A tendência cíclica da História faz com que algumas visões do passado se tornem subitamente pertinentes, em leituras regeneradas. A realizadora angolana Pocas Pascoal, na sua primeira longa-metragem de ficção, vem a Lisboa para filmar uma história dos anos 80, em que duas irmãs se refugiavam da devastadora guerra civil. Os tempos eram outros e Angola não era o país próspero e pacífico (relativamente) em que portugueses se ‘refugiam’ da crise económica, mas antes um país dividido e altamente perigoso. É neste contexto que encontramos duas irmãs, mandadas para Lisboa pela mãe para ficarem a salvo do conflito armado, sofisticadas, orgulhosas e sem nenhum interesse especial pelo país. É uma história sobre o crescimento, a mais violenta passagem para a idade adulta, mas também sobre a sempre difícil relação com o país acolhedor. Às tantas, uma das personagens exclama: “Antes morrer do que ser português”. A outra contesta: “Ser português é muito melhor, têm-se direitos, subsídios…” Em 1980, quando a ação se passa, a memória do colonialismo ainda está muito próxima, assim como os fantasmas da guerra civil, pelo que o ressentimento em relação à ex-metrópole é premente.
O filme é corajoso na sua abordagem, sem pruridos, revelando os seus naturais preconceitos, mas localizando-se bem na época, não só ao nível do décor, mas sobretudo emocionalmente. Lisboa é um purgatório amaldiçoado pelo qual as jovens, crescidas na euforia revolucionária, têm que passar. O Eden por elas idealizado é outro, a França, por onde passaram os seus pais, e onde a própria realizadora, Pocas Pascoal, hoje reside. Assim há sempre uma adaptação pesada a um meio, que nunca deixa de ser hostil, incompleto e por vezes incompreensível. Levanta-se a questão: onde é o refúgio do refúgio?

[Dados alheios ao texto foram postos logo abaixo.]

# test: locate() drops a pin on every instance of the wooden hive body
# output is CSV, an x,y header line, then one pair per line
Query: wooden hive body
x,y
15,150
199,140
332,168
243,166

Apesar de ser um filme com algumas imperfeições, sobretudo derivadas de uma abordagem algo ingénua (natural numa primeira obra), opta bem por um olhar naturalista, cheio de bons pormenores e acaba por se tornar uma das mais relevantes obras do cinema angolano contemporâneo, ao mesmo tempo que permite aos próprios lisboetas um olhar diferente sobre a cidade.
Por Aqui Tudo Bem foi premiado no IndieLisboa e já se estreou em França. Tem agora exibição comercial no nosso país enquanto a realizador está prestes a concluir um segundo filme, com o título Menina.